At any given moment, thousands of Americans are working around the globe as Peace Corps volunteers. As they go about making the world a better place, they’re also gaining new skills that will make them better people—from adapting to new cultures and dealing with language barriers to leading projects and making do with the slightest of resources. Now, a new partnership between MFA Design for Social Innovation and the Peace Corps will allow returning volunteers to channel those new talents into an SVA education.
The Paul D. Coverdell Fellows Program is a graduate fellowship program that provides financial assistance to Peace Corps volunteers who have completed their service abroad. Of the more than 80 American colleges participating in the program, SVA is the only partner offering a design-based fellowship. One Coverdell Fellow will be selected each year to receive a $20,000 scholarship toward two years of graduate study at SVA.
MFA Design for Social Innovation founder and Chair Cheryl Heller made the connection that the Peace Corps has long practiced the same values that are vital to the department’s mission. The fellowship, she said, “will help Peace Corps volunteers turn those values into careers using design to tackle the most pressing needs of people around the world.”
An integral part of each Coverdell fellow’s education will be public service in an underserved community.
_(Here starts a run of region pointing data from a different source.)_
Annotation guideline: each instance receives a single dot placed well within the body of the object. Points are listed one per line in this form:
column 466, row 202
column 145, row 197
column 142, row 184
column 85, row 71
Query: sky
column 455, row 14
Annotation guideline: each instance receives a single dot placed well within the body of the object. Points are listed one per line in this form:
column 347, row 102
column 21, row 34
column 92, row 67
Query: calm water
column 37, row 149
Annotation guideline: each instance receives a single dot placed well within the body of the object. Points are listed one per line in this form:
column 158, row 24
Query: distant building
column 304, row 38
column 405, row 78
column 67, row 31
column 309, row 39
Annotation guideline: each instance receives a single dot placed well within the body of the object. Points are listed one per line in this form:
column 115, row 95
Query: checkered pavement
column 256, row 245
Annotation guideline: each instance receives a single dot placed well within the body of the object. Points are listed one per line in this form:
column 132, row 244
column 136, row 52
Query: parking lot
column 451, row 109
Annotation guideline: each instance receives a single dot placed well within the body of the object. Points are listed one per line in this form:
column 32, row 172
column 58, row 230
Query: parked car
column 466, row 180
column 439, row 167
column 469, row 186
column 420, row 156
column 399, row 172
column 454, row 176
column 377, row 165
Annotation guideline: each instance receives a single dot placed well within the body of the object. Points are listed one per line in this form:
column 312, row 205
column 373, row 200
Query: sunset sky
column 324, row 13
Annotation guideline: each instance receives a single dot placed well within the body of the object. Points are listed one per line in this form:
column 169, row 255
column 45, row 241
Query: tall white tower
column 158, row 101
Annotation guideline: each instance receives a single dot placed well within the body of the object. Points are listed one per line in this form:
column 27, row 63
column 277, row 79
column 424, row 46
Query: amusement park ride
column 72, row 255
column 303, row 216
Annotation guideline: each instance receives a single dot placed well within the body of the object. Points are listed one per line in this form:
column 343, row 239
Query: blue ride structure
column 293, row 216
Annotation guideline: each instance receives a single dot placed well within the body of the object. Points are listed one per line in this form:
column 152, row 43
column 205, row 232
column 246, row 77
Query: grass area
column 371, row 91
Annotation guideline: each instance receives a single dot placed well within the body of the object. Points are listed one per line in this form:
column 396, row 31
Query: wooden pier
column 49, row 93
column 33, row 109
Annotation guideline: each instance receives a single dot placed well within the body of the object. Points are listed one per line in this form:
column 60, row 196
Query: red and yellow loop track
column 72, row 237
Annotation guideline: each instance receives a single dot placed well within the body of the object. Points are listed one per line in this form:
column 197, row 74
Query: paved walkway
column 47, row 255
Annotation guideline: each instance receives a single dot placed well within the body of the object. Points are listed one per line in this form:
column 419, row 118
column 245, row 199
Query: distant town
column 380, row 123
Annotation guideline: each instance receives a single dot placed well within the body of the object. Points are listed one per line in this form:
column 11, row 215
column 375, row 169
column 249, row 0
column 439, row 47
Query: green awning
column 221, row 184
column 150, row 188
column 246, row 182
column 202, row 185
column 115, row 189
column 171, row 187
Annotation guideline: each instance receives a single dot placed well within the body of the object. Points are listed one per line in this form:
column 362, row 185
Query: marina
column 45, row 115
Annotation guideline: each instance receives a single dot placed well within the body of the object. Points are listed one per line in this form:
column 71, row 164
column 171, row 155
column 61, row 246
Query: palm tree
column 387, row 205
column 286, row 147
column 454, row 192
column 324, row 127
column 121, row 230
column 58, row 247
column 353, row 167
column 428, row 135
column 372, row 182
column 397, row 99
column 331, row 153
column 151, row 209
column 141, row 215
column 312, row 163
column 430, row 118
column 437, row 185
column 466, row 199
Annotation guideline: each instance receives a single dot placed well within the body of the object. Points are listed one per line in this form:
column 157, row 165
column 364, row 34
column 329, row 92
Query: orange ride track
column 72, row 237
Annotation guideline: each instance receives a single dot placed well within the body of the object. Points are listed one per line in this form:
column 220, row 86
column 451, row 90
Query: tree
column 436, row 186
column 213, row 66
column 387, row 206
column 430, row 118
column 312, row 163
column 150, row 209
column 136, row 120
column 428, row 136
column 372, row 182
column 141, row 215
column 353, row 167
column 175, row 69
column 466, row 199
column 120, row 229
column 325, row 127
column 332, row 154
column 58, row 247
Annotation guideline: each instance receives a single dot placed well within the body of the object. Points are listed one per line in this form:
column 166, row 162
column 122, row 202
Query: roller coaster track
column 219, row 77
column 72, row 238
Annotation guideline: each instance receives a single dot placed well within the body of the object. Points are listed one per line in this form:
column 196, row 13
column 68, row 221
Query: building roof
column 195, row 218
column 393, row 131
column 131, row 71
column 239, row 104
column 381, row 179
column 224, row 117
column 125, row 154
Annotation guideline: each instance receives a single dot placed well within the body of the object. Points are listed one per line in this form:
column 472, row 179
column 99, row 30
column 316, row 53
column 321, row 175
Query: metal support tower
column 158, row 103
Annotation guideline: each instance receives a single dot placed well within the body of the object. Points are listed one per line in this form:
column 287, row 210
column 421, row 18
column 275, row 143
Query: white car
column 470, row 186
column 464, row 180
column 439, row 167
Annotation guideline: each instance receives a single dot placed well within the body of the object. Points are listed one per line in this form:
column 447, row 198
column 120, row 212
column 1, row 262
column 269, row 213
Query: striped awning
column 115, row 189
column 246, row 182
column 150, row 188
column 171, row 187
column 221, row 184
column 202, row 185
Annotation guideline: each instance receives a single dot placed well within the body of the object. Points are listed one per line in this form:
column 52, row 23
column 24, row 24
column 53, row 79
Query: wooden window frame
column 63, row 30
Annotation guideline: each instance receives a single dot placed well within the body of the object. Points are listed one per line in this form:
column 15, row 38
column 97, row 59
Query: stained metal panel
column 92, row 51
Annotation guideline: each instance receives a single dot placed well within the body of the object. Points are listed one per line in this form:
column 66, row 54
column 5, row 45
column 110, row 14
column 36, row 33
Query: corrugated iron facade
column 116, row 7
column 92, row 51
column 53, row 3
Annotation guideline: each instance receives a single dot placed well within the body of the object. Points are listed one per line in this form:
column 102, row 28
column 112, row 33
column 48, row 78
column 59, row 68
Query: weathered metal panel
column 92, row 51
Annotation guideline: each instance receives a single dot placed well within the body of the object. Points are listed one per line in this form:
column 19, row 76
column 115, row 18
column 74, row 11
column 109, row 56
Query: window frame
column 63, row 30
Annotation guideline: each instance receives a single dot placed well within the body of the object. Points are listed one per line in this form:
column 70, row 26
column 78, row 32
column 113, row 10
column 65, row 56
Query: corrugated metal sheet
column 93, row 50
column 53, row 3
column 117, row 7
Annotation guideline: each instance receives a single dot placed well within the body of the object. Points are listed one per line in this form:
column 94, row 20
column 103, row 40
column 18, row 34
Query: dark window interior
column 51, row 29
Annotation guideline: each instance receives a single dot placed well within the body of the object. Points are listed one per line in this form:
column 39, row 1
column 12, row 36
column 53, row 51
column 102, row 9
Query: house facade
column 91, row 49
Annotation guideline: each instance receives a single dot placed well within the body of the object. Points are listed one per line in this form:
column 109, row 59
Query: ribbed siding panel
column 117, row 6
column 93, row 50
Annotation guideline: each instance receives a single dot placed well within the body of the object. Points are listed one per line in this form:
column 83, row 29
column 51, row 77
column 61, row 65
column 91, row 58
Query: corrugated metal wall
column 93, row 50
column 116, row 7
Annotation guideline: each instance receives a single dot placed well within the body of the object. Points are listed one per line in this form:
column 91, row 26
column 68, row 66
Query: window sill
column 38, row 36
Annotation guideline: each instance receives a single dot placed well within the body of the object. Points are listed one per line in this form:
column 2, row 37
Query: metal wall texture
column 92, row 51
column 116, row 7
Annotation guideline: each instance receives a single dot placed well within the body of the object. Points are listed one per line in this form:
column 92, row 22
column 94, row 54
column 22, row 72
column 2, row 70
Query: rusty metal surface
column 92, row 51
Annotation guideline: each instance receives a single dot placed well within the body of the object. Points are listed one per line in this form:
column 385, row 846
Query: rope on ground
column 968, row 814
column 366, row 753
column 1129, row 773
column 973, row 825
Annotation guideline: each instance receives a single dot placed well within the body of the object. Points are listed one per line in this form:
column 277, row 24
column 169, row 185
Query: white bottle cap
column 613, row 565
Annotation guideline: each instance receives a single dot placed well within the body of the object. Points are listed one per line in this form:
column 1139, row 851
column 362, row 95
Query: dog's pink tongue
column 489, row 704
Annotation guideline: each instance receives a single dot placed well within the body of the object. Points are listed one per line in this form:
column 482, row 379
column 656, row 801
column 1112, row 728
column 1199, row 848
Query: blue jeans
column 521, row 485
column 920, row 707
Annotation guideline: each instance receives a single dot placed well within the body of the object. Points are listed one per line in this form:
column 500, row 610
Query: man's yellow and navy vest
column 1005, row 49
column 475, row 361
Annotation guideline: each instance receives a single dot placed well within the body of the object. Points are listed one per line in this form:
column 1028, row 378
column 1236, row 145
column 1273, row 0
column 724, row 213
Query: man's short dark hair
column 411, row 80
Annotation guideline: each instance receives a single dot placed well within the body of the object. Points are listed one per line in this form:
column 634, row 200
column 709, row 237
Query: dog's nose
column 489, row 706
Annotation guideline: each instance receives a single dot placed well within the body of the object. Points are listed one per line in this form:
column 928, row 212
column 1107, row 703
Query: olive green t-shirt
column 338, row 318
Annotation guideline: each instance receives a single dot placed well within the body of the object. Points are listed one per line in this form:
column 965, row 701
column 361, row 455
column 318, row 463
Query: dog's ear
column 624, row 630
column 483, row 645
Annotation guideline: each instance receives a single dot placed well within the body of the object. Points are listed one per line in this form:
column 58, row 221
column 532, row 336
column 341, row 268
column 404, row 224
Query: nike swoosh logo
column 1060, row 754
Their Peace Corps experience, SVA training and global perspective make them ideally suited for internships at non-profits and government organizations.
When the MFA Design for Social Innovation program launched in 2012, it quickly attracted social innovators from around the world who are committed to becoming creative problem solvers in business and society through design. “SVA has a long tradition of combining advanced design education with fostering social responsibility,” said Provost Jeffrey Nesin. “I couldn’t be happier to welcome Coverdell Fellows to the SVA community.”